Relevancy of Real-World Evidence
Spirometry is the most common respiratory function test performed in clinic settings. It requires that patients breathe in and out of a machine as quickly and forcefully as possible. Because our population of interest was young girls with severe neurological impairment, a maximum effort spirometry test was not suitable. Furthermore, the hypothesis we were testing was that the frequency of breathing abnormalities would be reduced, meaning that a single point in time test would not be sufficient.
Continuous measurement of respiration during wake time was necessary. Given the young age and physical and cognitive state of the study population, it was evident that performing long-term measurements in a clinic setting would not be feasible. Continuous at-home monitoring was required to measure the transient events defined as abnormal breathing.
Digital biomarkers should be clinically meaningful measures or events derived from physiologic signals. They should not be simple summarizations of digital signals. For example, the respiration rate can provide information about physiologic status, but without additional context, it does not give enough information about the clinical status. With this in mind, and understanding how respiratory abnormalities present in persons with Rett syndrome, wake time apnea, hypopnea, and hyperventilation events were selected as the biomarkers of interest and change in their frequency was the primary outcome.
The sensor of choice needs to be validated to measure the identified biomarker(s) in the population and context of interest. We needed to select a tool that could accurately measure apnea, hypopnea, and hyperventilation events in young girls while they were awake. Given our experience with respiratory monitoring, we felt that respiratory inductance plethysmography (RP) was a valid and appropriate choice.
Not only can RP capture the biomarkers of interest, but it consists of only two respiratory bands worn around the chest and the abdomen and passively collects data in a low burden manner. This functionality was particularly important for our population, given that patients with Rett Syndrome often suffer from extreme touch sensation and will frequently pull at clothing using repetitive hand movements.

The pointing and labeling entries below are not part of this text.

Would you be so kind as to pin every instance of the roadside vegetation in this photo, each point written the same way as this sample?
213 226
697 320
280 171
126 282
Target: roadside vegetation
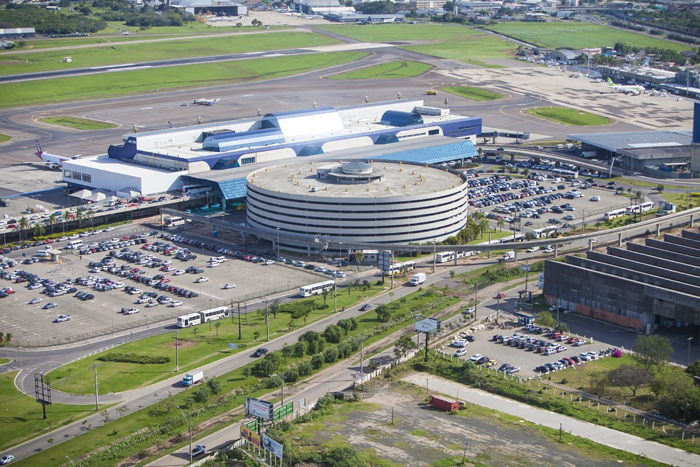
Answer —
558 34
390 70
22 416
570 117
161 426
143 81
78 123
476 94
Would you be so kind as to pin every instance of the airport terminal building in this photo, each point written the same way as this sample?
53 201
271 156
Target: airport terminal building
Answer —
644 286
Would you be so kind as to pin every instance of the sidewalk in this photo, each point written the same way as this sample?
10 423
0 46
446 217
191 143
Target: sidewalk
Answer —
598 434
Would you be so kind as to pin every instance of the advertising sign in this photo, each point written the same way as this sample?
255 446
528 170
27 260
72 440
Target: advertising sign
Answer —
273 446
258 408
250 435
426 325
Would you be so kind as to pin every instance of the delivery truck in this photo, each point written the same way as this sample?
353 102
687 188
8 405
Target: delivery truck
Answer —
418 279
193 377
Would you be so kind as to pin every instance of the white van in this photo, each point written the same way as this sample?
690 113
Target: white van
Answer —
74 244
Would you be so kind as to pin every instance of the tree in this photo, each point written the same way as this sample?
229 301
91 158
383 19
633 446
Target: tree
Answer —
383 313
404 345
651 350
630 377
275 307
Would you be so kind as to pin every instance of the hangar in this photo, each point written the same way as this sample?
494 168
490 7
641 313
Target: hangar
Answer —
645 286
198 150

It is a common predicament in the relatively young field of digital health to be faced with using a technology that has not been validated for a specific context of use or changing your research question/hypothesis to fit the available technology. The validity and feasibility of using RP in Rett patients had not been previously tested. Other trials in Rett patients used polysomnography (PSG) technology to measure breathing dysrhythmias during sleep, but this was not considered given that our research question and hypothesis were specific to breathing dysrhythmias occurring during wake time. With the sponsor, we worked to quickly conduct pilot testing of RP specific to the context of use.
Scientists often get caught up in letting the data or technology drive the question. Still, the rise of novel technologies that amass unprecedented amounts of data does not dictate that science should be technology or data-driven. We remain unyielding in our stance that to see digital health technologies reach their potential, hypothesis-driven research and sound scientific methodology are vital.